Mouton and Barnes’ new work will feature Mouton as speaker, with Apollo and a vocal ensemble alongside her. Mouton has told Detrick that, to evoke the collision of reality and revisionism, the piece may unfold with her reciting lines of her poetry, then the singers immediately altering them. “I think that has a lot of potential,” Detrick says. The concert also will reprise a piece from Apollo’s 20×2020 commissioning series: John Cornelius’ PAX, based on poetry by Langston Hughes.

Apollo will close its season by recalling composers who have confronted other harsh fates (May 24). Trio à cordes by Dick Kattenburg, a Dutch composer who included tinges of jazz in his music—until his death at Auschwitz in 1944—will pay homage to those who have suffered the ultimate silencing.

Mental illness struck down Romantic-period icon Robert Schumann, but Apollo will salute him through a work from a happier phase: his exuberant Piano Quintet, a chamber-music favorite. Apollo will enlist Turkish pianist Tugçe Özcivan, a doctoral student at the University of Houston’s Moores School of Music, for the dashing keyboard part.

“I’ve never played the Schumann Piano Quintet. I don’t think any of us (in Apollo) have,” Detrick says. “It’s one of those magnificent, standard-bearing works that any musician should perform.” Schumann’s virtuosic music, he adds, will help the group “keep up our chops” in terms of string-instrument technique.

Lest anyone think Apollo has forgotten its world-music roots, the season finale also will include a new work by the young Dutch composer Joey Roukens. As a composer, Roukens “comes from a Philip Glass, quasi-minimalist background,” Detrick says, but this piece takes Dutch folk songs as its jumping-off point.

“I always think it’s interesting, when you give a composer folk songs or melodies, (to see) how they integrate that into their aesthetic,” Detrick says. He adds that Roukens’ new piece “looks very challenging” technically, “so we’re going to start working on that soon.”

A new ingredient in all this is Apollo’s new violist: Aria Cheregosha takes over for Whitney Bullock, who stepped down at the end of last season. A native of North Carolina, Cheregosha studied at the New England Conservatory and The Juilliard School. While her Persian ancestry dovetails with Apollo’s world-music interests, Detrick notes, that wasn’t why the group picked Cheregosha from among the series of violists who tried out last season. He chalks it up to the “group synergy” everyone felt.

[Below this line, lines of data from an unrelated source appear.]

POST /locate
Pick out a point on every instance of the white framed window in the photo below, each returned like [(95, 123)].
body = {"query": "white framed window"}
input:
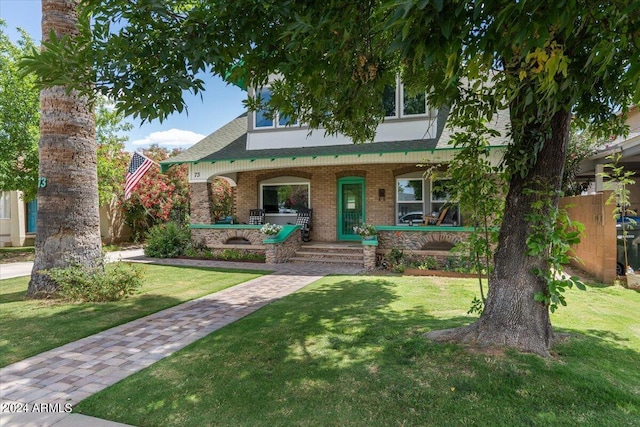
[(397, 103), (5, 205), (262, 120), (413, 105), (284, 195), (389, 101), (440, 198), (409, 201)]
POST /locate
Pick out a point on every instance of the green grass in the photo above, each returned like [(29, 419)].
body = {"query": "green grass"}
[(350, 351), (29, 327), (17, 254)]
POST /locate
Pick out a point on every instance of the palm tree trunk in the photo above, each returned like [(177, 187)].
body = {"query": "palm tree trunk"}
[(68, 221)]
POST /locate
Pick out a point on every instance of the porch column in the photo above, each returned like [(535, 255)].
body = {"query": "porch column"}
[(200, 203)]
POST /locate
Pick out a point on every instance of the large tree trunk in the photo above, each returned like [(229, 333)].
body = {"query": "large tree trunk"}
[(68, 221), (512, 317)]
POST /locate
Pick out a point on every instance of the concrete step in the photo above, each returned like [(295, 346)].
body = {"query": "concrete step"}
[(327, 253), (341, 261), (318, 254)]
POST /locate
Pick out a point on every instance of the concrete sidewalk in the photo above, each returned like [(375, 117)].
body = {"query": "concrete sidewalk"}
[(68, 374), (18, 269)]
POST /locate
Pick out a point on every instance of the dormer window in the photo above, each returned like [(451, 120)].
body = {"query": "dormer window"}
[(389, 101), (262, 118), (398, 103)]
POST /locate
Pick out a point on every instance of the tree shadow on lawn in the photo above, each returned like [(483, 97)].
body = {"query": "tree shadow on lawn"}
[(353, 353), (24, 337), (12, 297)]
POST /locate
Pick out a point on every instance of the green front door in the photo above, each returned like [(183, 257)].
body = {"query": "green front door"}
[(351, 207)]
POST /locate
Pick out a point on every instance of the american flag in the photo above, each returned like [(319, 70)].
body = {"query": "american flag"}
[(138, 166)]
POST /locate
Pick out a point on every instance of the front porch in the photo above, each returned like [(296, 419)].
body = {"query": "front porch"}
[(287, 246)]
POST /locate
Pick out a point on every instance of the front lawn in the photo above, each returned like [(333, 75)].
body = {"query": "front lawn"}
[(29, 327), (350, 351)]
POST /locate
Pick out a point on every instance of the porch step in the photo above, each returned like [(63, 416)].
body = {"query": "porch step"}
[(330, 254)]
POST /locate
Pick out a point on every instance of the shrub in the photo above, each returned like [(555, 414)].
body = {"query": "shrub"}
[(167, 240), (79, 283)]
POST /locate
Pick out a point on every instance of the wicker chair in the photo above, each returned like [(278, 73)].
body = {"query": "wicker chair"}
[(256, 216), (304, 220)]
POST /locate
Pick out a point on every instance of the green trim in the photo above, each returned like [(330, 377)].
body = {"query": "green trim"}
[(315, 156), (372, 242), (283, 235), (447, 228), (363, 203)]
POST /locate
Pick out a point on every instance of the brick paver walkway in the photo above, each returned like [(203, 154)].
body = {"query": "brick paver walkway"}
[(70, 373)]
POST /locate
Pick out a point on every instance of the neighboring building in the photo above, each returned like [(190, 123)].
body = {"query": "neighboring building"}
[(277, 166), (601, 249), (17, 219)]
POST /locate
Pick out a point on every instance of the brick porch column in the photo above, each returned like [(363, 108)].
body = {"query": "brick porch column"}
[(200, 203)]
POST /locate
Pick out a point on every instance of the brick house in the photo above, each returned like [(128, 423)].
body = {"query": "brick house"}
[(280, 167)]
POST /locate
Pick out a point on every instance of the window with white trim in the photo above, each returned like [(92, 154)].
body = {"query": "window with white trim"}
[(409, 200), (284, 197), (440, 198), (413, 105), (264, 120), (389, 101)]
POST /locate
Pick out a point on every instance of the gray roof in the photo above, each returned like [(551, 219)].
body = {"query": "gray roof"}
[(229, 143)]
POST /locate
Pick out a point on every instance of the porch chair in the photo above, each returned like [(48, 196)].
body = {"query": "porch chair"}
[(256, 216), (304, 220), (437, 220)]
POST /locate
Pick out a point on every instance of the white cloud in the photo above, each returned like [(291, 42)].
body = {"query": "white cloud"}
[(170, 138)]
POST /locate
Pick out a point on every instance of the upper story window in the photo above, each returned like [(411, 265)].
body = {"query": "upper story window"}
[(398, 103), (389, 102), (284, 195), (413, 105), (262, 118)]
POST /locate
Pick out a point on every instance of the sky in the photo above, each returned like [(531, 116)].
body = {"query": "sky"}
[(220, 102)]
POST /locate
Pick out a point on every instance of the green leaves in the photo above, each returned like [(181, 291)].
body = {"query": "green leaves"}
[(551, 237)]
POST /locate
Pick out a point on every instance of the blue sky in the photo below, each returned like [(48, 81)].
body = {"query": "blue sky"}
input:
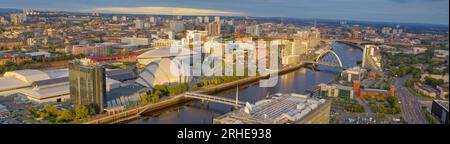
[(409, 11)]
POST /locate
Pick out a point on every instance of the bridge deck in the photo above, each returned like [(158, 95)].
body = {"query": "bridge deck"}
[(215, 99)]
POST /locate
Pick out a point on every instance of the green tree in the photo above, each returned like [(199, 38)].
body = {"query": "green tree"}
[(51, 110), (145, 99), (81, 112), (65, 115), (33, 110)]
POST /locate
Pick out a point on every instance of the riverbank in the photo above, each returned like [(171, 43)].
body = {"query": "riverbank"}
[(167, 102)]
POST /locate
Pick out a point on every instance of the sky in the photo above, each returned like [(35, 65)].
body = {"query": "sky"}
[(402, 11)]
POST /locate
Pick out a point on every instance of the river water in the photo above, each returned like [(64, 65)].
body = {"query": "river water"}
[(297, 81)]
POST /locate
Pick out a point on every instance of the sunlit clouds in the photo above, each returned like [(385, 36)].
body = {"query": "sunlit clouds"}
[(166, 11)]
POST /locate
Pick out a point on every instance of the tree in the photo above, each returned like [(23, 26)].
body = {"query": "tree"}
[(65, 115), (33, 110), (81, 112), (433, 82), (392, 101), (51, 110), (145, 99), (154, 98)]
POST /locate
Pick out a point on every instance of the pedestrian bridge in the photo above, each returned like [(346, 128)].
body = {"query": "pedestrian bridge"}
[(216, 99)]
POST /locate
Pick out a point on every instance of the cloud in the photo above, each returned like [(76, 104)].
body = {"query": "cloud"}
[(166, 11)]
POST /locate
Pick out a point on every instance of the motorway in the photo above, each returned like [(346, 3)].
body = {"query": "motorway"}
[(410, 106)]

“Her passion for music exudes from her playing,” Detrick explains. “She plays with a lot of conviction, and she jells with the rest of our playing styles.”

“This past year was very illuminating, working with violists of many different backgrounds,” Detrick adds. “We—the core members of Apollo—all grew as a result of … working with so many violists of such high caliber. It made us better people, too.”

Last season—Apollo’s 15th—also included the group’s debut at Washington’s Kennedy Center for the Performing Arts, as well as its third appearance at New York’s Carnegie Hall. The Washington audience took in the group’s “Mekong: Soul” program, including dancers and visual artists from Southeast Asia. New Yorkers heard a selection of Apollo’s commissioned works, including Cornelius’ PAX and Chickasaw composer Jerod Tate’s MoonStrike.

“Obviously, New York is the center of the artistic universe in a lot of ways, so you want to get there and perform as much as you can,” Detrick says. “But it was most special to us to feature some of our favorite commissions from the past 10 years. … It was wonderful to bring along some of our collaborators to show New York and the world what we’ve got going on down here.”